Teaching is a calling. Teaching history is a sacred trust; that is a lifelong commitment that requires continuous learning, responsibility, accountability to community, self-discipline, and fearlessness. The current climate requires teachers of history to meet the requirements of the sacred trust – especially teachers of Black history.
Black history is under attack from white policymakers and white parents alike, fearful of the reorganization of political, economic, and social priorities, in a country where whiteness is the standard, as a result of learning truth and wrestling with it. Thus, laws are passed to prevent Black history from being taught and school board seats are contested to ensure that such laws are enforced and/or established where Black history is taught.
When teachers around the country defy the war on Black studies to teach Black history—which is American history—it is encouraging. But even worse than failing to teach Black history, particularly in this climate, getting the history wrong and teaching it. That’s what Ryan Walters did in his AP History class… and he’s been elected to the position of state superintendent of public instruction in Oklahoma.
This is the equivalent of the commissioner or secretary of education for a state department of education.
Walters, the self-proclaimed enemy of “the radical left” and all things woke, was a previous AP U.S. History teacher who, it appeared, taught the very matters that conservative Republicans are against being taught in schools. However, he taught them without the care and regard the sacred trust of teaching history requires.
A video surfaced from a 2020 Zoom lecture. Walters himself uploaded the video on YouTube. Sadly, there are numerous areas of misinformation and disinformation within his lecture video.
First, Walters failed to mention Dr. Kenneth and Mamie Clark as the architects of the vaunted “Doll Test,” while at the same time failing to articulate exactly the context of the doll test and the context of the testimony conveyed on the stand during the Brown case. Had Walters shown more effort, he would have shared the court opinion where Justice Warren cites Clark and also the appellant’s briefs that offer Clark’s rationale in greater detail, where he is cited saying:
To solidify that point, he could have shared a graphic displaying how children internalize race as young as three months old.
He mentions that while Nat Turner chose to kill his captors, Frederick Douglass argued the opposite… saying Douglass said to “make the argument” to make change; pitting both “views” against each other, while failing to mention Douglass’ defense against his captor Edward Covey while enslaved.
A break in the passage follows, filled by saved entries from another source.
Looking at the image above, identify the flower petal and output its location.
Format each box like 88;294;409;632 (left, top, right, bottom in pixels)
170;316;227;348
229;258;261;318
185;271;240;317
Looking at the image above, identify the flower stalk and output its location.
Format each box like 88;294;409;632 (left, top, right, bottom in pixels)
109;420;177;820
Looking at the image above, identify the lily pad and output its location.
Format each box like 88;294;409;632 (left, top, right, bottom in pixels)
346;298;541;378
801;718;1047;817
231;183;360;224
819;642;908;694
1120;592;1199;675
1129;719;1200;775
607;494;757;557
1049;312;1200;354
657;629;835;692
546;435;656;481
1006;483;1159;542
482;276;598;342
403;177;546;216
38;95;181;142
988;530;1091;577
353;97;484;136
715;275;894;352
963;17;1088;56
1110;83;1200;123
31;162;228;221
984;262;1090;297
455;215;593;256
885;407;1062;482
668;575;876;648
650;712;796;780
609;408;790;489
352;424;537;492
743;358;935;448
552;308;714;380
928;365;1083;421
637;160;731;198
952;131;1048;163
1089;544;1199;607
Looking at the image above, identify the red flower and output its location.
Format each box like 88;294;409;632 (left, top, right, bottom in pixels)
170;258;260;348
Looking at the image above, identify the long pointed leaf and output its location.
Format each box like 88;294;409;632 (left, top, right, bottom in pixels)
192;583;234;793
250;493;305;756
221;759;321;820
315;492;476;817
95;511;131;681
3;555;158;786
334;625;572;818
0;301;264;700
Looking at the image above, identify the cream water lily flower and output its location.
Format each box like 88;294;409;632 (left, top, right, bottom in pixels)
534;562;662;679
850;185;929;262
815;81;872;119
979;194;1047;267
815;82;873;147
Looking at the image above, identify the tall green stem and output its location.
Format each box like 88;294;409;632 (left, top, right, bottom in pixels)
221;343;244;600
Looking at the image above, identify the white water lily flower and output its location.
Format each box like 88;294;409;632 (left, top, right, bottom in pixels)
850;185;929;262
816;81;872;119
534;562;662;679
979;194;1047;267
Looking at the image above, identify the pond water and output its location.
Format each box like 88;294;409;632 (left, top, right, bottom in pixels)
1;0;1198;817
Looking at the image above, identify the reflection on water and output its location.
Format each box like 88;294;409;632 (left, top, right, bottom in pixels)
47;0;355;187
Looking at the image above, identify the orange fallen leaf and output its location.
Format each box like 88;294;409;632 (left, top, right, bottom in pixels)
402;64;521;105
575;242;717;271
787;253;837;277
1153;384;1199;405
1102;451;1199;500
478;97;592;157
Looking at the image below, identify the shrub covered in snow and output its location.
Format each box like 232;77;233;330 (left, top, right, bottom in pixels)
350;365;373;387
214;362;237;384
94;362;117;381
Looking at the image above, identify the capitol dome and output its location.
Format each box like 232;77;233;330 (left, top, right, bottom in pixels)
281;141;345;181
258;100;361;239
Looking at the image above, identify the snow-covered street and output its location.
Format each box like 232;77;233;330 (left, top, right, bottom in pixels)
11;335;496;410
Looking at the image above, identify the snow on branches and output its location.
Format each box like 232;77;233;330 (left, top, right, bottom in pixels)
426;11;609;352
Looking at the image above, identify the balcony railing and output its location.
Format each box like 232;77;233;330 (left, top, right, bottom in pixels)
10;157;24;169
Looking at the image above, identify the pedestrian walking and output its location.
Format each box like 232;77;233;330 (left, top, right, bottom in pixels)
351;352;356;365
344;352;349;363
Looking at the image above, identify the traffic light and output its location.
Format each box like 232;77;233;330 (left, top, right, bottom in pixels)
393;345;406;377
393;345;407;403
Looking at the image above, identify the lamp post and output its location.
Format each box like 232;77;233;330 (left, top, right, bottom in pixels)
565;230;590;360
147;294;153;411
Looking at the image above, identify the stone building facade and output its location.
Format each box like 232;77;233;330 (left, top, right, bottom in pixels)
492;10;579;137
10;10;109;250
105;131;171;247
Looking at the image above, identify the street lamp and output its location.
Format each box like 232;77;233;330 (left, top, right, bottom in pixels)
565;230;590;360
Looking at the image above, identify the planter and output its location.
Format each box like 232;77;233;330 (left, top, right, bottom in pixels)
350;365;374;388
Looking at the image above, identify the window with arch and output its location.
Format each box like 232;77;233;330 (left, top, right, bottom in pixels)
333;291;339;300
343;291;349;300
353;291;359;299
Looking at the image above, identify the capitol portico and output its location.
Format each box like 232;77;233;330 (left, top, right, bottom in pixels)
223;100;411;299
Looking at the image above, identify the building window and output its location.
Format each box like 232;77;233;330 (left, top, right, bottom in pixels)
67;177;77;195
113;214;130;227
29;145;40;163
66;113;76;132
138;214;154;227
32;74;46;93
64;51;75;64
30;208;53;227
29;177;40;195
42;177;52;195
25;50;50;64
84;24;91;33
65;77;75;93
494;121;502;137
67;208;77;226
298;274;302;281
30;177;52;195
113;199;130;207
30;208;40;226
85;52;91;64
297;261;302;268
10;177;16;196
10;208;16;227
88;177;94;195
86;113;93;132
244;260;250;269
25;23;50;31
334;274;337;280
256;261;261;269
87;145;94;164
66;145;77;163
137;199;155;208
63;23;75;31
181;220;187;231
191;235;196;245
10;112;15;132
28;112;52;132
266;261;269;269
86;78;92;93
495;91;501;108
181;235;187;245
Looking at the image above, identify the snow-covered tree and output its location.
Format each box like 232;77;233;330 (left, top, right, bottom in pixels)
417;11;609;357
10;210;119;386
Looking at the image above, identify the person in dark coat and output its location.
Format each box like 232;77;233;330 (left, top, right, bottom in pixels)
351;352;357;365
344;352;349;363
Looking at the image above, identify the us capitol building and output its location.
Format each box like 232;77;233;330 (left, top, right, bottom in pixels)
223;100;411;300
Turner’s resistance likewise was self-defense. Walters could have read the passage from Douglass’ autobiography to bridge the spirit of resistance between Turner and Douglass. But he didn’t.
El-Hajj Malik El-Shabazz did not start the Panthers. Bobby Seale and Huey Newton did. The Black Panther Party for Self-Defense did not practice nor preach violence, but rather self-defense. The same is true for El-Shabazz. That wasn’t simply bad… it was careless. Carelessness is not a characteristic of someone honoring the sacred trust of teaching Black history.
However, maybe the most egregious mistake was calling W.E.B. DuBois “W.E.B. Dubo.” That’s just a negligent insult, particularly when DuBois himself, went through the trouble of articulating how his name ought be pronounced.
Then again, Walters has professed himself as an enemy of “the radical left.” Usually, such enemies lack context within their analysis. Hence, Walters said of the Tulsa, Oklahoma massacre of Black Wall Street, “Let’s not tie it to the skin color and say the skin color determined that.” Sadly, this individual was an APUSH teacher and is the current administrative lead overseeing all Oklahoma schools.
Teaching is a calling and teaching history is a sacred trust. Walters violated the sacred trust with this recorded lecture. How many more lectures did he “teach” misinformation and even disinformation? How many other history teachers are out there like Walters; doing the work of misinformation and disinformation when it comes to Black history? An additional one is too much.
This is proof that a reason why folks don’t know truth isn’t simply because they weren’t taught it, but that they were taught the wrong thing. Maybe that explains why people, specifically white people, shy away from the Black history categories when they appear on the Jeopardy board, but I digress.
If the sacred trust cannot be honored with the integrity and intention that it commands from teachers, those individuals shouldn’t be an overseer of instruction for schools within a state, let alone hold court in a classroom. However, misinformation and disinformation are the name of the game when the truth can set folks free.
The sacred trust of teaching history is about setting folks free. The hard truth: some would rather everyone remain in the shackles that bind hearts, minds, and votes.